The system; knowing when someone uses the phrase, “that’s a bad area,” it almost always implies people of color live there. That narrative raised me to believe that people of color are unsafe. However, it’s coupled with the idea of being “color blind.” If I say I don’t see color then I don’t have to take any accountability for crossing the street when facing an example of internalized or unconscious racism.
If you are starting to feel defensive or angry. I invite you to ask yourself why? Why is sharing my personal experience bringing things up for you?
By writing this piece, I know it's going to lose me social capital amongst some of my white friends.
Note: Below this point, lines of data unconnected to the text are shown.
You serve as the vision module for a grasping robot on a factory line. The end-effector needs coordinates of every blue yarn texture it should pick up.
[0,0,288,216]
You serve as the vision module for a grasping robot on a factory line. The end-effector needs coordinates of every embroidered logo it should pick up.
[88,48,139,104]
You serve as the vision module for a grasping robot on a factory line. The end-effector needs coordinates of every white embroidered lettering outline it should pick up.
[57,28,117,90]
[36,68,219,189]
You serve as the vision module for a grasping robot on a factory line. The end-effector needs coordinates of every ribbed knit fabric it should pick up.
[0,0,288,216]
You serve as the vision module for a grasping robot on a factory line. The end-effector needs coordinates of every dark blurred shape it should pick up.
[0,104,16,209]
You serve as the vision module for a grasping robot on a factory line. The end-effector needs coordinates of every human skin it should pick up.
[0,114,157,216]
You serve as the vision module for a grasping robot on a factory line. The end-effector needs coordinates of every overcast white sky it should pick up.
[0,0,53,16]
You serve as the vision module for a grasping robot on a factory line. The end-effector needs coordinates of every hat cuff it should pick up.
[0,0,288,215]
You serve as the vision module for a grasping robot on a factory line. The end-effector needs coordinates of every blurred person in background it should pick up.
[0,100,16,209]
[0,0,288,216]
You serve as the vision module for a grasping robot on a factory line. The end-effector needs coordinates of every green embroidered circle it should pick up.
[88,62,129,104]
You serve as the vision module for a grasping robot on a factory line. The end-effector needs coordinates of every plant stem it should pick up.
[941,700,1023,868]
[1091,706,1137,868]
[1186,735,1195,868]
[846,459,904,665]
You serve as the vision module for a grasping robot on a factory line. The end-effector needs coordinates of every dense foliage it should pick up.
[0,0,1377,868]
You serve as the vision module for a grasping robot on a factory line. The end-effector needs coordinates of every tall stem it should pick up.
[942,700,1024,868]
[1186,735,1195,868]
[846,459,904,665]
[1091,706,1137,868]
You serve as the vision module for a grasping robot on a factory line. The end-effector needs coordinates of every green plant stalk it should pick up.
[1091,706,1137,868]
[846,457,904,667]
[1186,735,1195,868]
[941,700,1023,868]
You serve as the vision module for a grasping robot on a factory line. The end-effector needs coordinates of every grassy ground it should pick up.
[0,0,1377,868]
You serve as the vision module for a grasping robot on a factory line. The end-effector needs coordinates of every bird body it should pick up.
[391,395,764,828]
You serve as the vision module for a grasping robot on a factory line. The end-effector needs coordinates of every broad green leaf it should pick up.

I will be labeled as “too liberal”, “that’s just our liberal friend”; my “liberalness” will be used as a mask to deflect the very real existence of microaggression towards people of color.
But I can’t unsee what I’ve seen. When the marches of this revolution showed up on my doorstep the last weekend of May, I could no longer deny the reality of our country.
Why do unarmed looters scare some of us more than police with guns, batons, rubber bullets and tear gas?
Looters may break glass, but they are not trained to kill, yet trained mercenaries scare some of us less. The facts on the ground don’t really make sense if you were to throw the two groups in excel and do a baseline risk assessment.
What about the way we were raised creates unwavering faith in those who wear uniforms? Shouldn’t we be allowed to question this?